The phylogenetic analysis presented here showed that M. arrokeana and M. japonica are more closely related to each other than to M. grossa. Further studies using more molecular markers could clarify the phylogeny of the Malacobdella genus, taking into account the high host specificity of the majority of the species versus the cosmopolitan distribution and low host specificity of M. grossa. In this sense, the sequence of this last species from many hosts throughout its entire distribution would clarify whether M. grossa is indeed a single cosmopolitan species or a complex of species.

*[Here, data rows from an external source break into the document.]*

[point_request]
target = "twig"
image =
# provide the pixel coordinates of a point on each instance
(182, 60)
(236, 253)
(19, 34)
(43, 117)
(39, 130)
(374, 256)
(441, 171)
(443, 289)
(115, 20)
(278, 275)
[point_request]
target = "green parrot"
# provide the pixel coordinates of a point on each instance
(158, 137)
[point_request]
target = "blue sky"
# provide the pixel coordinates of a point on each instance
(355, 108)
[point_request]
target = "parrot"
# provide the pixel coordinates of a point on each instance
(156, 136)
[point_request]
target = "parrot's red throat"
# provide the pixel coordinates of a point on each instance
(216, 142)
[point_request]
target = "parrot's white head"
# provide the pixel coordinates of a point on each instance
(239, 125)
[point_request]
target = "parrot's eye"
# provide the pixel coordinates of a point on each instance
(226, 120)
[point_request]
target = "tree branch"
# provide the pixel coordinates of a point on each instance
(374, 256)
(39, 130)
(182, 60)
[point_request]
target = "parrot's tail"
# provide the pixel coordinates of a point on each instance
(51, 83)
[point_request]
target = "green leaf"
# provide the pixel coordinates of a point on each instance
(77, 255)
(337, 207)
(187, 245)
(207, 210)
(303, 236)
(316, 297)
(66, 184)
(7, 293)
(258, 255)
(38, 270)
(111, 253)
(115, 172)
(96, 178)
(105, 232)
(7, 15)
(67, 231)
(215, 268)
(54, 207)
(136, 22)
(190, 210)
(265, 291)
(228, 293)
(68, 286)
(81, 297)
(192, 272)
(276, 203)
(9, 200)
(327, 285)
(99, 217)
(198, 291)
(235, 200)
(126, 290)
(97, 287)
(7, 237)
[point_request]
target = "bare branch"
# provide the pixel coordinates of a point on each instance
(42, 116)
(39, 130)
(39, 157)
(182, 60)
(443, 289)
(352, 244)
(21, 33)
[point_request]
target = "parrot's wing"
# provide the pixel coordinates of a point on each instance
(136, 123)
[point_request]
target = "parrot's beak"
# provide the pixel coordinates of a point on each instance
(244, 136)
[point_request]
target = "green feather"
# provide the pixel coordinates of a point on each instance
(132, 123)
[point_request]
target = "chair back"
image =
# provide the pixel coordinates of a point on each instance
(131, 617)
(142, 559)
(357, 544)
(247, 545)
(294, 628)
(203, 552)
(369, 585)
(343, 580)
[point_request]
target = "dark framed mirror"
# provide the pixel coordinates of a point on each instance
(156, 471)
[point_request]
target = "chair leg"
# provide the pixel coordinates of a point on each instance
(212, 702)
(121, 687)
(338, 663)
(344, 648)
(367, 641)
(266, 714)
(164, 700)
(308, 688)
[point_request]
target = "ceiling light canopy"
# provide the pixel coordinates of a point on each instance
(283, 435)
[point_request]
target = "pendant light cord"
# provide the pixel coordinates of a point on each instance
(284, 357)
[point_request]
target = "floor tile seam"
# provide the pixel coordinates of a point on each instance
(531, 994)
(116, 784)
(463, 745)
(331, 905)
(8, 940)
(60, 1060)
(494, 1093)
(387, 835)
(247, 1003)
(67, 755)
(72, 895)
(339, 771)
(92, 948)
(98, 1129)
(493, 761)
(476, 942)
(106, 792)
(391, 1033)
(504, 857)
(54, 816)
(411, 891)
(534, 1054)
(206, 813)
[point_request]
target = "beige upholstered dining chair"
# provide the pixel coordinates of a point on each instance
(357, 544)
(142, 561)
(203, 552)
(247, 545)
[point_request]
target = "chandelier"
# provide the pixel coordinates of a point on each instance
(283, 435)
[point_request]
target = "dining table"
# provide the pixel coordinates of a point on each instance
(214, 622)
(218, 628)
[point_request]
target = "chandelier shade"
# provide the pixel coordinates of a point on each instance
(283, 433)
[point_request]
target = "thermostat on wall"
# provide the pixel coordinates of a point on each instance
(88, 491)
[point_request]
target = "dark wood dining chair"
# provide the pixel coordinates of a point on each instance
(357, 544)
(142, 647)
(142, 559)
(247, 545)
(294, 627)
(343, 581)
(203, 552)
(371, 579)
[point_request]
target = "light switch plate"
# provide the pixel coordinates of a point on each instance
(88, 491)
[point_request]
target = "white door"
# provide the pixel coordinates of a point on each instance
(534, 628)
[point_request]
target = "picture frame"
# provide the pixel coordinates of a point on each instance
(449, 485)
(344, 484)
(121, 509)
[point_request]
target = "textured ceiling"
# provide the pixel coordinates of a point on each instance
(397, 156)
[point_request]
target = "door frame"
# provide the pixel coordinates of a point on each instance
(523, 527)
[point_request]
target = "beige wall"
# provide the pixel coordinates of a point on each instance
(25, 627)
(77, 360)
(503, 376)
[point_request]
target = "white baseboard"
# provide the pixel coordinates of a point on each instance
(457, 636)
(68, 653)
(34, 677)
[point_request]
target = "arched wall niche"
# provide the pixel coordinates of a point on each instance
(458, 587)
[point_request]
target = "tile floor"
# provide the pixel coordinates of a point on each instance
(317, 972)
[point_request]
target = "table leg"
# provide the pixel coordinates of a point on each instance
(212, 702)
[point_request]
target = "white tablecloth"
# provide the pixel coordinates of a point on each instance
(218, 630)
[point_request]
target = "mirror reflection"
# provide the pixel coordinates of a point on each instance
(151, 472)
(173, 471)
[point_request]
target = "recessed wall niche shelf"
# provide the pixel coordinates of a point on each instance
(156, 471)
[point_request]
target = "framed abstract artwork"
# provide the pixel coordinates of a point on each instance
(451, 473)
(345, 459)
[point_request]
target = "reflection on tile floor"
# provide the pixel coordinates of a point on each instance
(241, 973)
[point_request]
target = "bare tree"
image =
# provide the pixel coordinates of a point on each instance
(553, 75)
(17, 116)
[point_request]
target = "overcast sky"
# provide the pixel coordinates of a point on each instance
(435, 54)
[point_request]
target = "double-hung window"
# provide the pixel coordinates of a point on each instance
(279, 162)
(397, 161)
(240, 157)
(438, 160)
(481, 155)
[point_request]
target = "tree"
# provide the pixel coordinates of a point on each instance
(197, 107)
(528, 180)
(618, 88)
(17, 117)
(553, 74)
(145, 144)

Based on the available literature by Takakura (1897), Yamaoka (1940), Riepen (1933), Gibson (1967, 1968, 1994), Gibson and Jennings (1969), Kozloff (1991), Ivanov et al. (2002) and the present work, the positions of the proboscis muscle and the nerve commissure appear to be good diagnostic characters for identifying species within the genus Malacobdella (since they are unique characteristic autapomorphies).

Several authors have concluded that nemertean species identification based only on morphological characters could be unreliable (see Strand and Sundberg 2005; Sundberg et al. 2009; Thornhill et al. 2008; Chen et al. 2010; Fernández-Álvarez and Machordom 2013; Kvist et al. 2013). More comprehensive future studies using the results presented here may strengthen species identification of other Malacobdella species by DNA barcoding.

Conclusions

Analysis of the COI (DNA barcoding) sequences presented in this work is clearly a powerful tool for species identification, at least of the three Malacobdella species studied. These molecular data are congruent with identifications based on internal morphological characters used in the original descriptions and re-descriptions of these three species and could be used to delineate between species in this genus with a similar external morphology.